Research

(Keyword Cloud)

We are interested in the broad area of bioinformatics, systems medicine, personalized medicine, and translational science. We develop independent research projects to study important biological problems. We also actively collaborate with investigators university-wide, nationally and internationally. Our current research topics are:

  • Next generation sequencing (NGS) data analysis
    Since 2009, our lab quickly moved to develop pipelines for NGS data analysis. We are the first one being able to analyze the whole genome sequencing data in Vanderbilt. We currently analyzed data generated by Illumina (RNA-Seq, WGS, Exomes), SOLiD, and 454 platforms and for diseases such as melanoma, sever types of lung cancer including drug resistance, schizophrenia, bipolar disorder, Pulmonary Arterial Hypertension (PAH), Idiopathic Pulmonary Fibrosis (IPF), breast cancer, and colorectal cancer, among many others. Current projects also include analysis of the RNA-Seq data in yeast and ChIP-Seq. Our collaborators are both within the Vanderbilt University Medical Center, Vanderbilt-Ingram Cancer Center, and outside (Yale University, MGH, Harvard, Georgetown University, University of Southern California, Virginia Commonwealth University, Chinese Academy of Sciences, etc.). We are also actively developing our NGS analysis pipelines, The NGS Catalog database, and other computational tools. A list of recent NGS publications or manuscripts can be accessed here.
  • Disease gene network/pathway analysis
    Molecular mechanisms of complex diseases are much more complicated than previous thought. Rather than the traditional approaches to studying single genes or locus, we investigate gene networks/pathways in complex diseases especially in psychiatric disorders and cancer. This includes protein-protein interaction (PPI) networks, biological pathways, pathway crosstalk, and molecular network analysis by combing PPIs and pathways, and regulatory networks (e.g. microRNA and transcription factor mediated networks).
  • Translational Bioinformatics
    Integrative analyses of pharmacogenomics datasets and electronic medical records (EMRs), network pharmacology, application of systems biology approaches to identify biomarkers for drug response and side effects.
  • Cancer bioinformatics
    Noncoding RNA genes in cancer; gene fusion using Next-Gen sequencing technology; microarray gene expression profiling (GEP) in different cancer/tumors; GWAS analysis in cancer studies; methylation pattern in cancer cell lines or tumor tissues; and investigation of methylation status in tissue-specific genes.
  • Data integration and mining
    This involves data collection and curation, data management, integration, gene ranking, and gene feature analysis.
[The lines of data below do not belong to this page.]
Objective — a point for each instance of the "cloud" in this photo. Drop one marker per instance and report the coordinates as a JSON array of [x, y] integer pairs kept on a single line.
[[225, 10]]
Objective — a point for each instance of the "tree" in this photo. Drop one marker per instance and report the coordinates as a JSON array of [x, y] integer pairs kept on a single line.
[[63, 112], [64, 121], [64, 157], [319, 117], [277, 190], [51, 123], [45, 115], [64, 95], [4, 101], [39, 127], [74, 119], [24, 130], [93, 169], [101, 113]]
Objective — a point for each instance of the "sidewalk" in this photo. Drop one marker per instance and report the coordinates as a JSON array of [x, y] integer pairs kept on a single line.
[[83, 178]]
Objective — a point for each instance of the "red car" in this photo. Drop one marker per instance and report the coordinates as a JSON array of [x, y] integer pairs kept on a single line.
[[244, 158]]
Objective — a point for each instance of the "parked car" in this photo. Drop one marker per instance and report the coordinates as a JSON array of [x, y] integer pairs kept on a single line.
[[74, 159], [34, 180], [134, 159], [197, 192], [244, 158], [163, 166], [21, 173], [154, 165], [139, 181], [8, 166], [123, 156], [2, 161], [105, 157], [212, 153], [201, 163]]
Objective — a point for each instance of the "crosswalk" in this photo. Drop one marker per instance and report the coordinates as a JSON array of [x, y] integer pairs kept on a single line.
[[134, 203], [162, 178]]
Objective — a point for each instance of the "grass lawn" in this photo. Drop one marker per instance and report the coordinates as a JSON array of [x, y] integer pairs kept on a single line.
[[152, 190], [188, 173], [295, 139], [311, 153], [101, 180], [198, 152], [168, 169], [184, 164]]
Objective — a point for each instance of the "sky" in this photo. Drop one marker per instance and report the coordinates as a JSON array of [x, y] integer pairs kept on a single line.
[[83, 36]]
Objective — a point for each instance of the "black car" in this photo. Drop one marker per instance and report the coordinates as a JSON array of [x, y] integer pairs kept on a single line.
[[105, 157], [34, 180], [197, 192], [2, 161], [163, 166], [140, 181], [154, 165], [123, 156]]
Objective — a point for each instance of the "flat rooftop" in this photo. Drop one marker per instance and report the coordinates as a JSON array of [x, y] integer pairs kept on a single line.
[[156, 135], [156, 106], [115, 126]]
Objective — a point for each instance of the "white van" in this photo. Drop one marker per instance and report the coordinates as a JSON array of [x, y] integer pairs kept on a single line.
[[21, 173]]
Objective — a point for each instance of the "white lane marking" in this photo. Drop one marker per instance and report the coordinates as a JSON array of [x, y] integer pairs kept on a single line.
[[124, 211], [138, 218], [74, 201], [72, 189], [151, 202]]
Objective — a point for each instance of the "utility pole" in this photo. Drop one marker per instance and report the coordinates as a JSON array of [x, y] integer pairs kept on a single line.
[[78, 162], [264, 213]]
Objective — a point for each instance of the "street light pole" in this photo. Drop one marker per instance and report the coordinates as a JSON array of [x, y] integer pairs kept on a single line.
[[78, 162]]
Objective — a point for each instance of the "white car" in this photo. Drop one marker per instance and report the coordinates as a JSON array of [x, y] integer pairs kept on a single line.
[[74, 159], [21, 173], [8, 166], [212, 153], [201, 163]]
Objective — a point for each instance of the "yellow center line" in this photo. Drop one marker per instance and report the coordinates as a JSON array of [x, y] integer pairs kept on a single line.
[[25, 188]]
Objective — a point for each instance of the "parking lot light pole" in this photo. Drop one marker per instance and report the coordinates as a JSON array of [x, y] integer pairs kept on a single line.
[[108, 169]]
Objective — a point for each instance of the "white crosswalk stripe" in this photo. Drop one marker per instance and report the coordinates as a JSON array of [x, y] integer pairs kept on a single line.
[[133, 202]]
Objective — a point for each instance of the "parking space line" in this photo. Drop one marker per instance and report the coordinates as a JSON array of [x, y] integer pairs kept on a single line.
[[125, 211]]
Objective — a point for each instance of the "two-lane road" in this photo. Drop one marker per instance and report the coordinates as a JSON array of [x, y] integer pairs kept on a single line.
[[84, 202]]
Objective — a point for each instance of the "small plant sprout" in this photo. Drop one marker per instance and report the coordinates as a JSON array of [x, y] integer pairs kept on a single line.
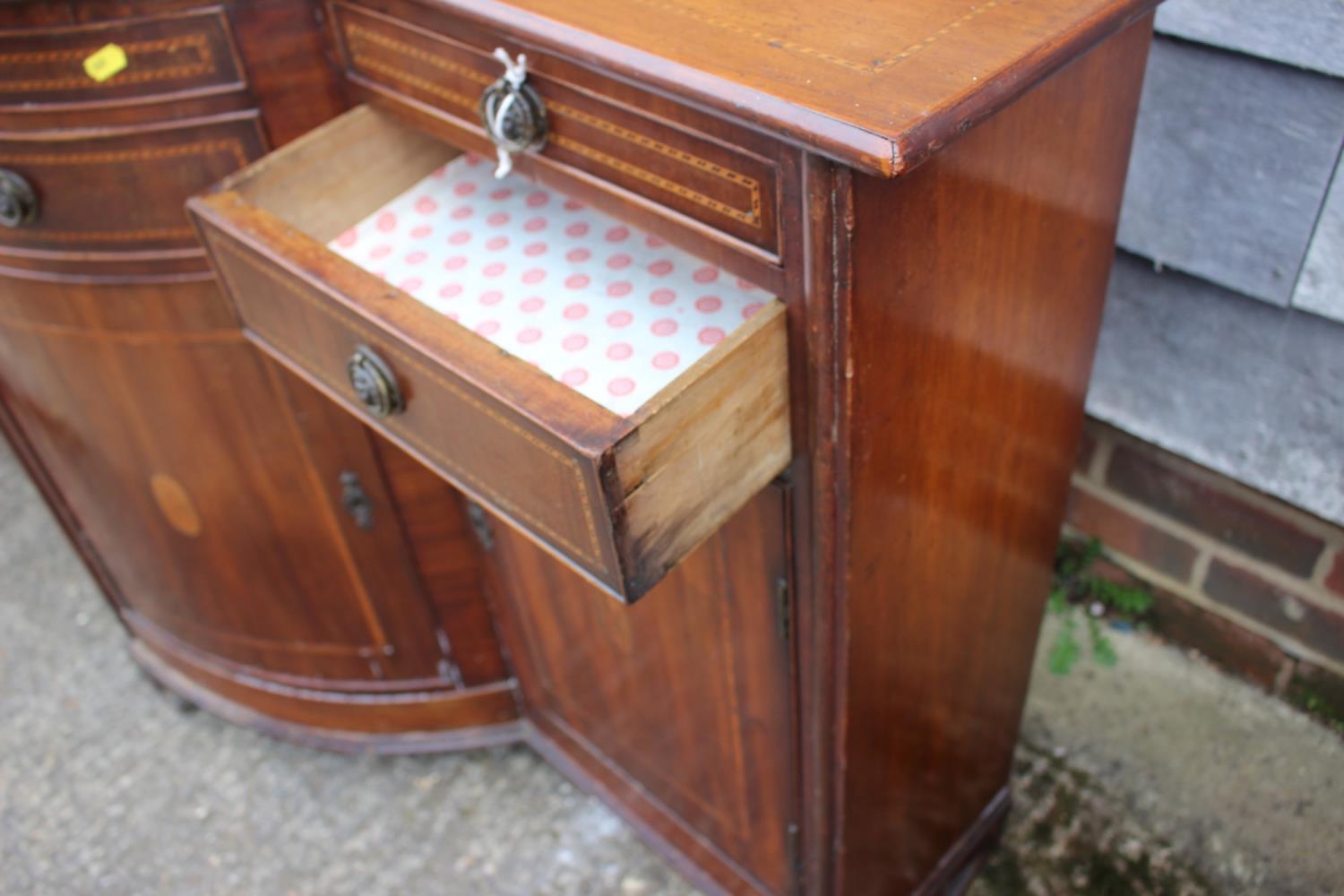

We are specifically interested in integration of multi-dimensional data for specific disease. This includes (1) various types of genetic data such as linkage scan, gene expression, association studies, and genome-wide association studies (GWAS), (2) biological data such as Gene Ontology annotations, protein-protein interactions, and pathways, and (3) phenotypes/traits. We also develop computational tools and databases.
  • Bioinformatics in psychiatric genetics
    Study of gene structures of schizophrenia susceptibility genes (e.g. DTNBP1); design and establishment of a comprehensive bioinformatics system to efficiently manage various types of data; and development of computational tools for lab experimental support (e.g. selection of candidate genes or genetic markers).
  • Comparative and evolutionary genomics
    Investigation and comparison of patterns of single nucleotide polymorphisms (SNPs) among mammalian genomes and in their specific genomic regions; comparative genomic analysis of sequences especially CpG island sequences.
  • Human population genetics
    Patterns of genetic variation, genotype, and haplotype within and between subpopulations; and evolutionary history of human population.

∗ Students and post-doctoral fellows are always encouraged to develop their own projects in the broad area of bioinformatics.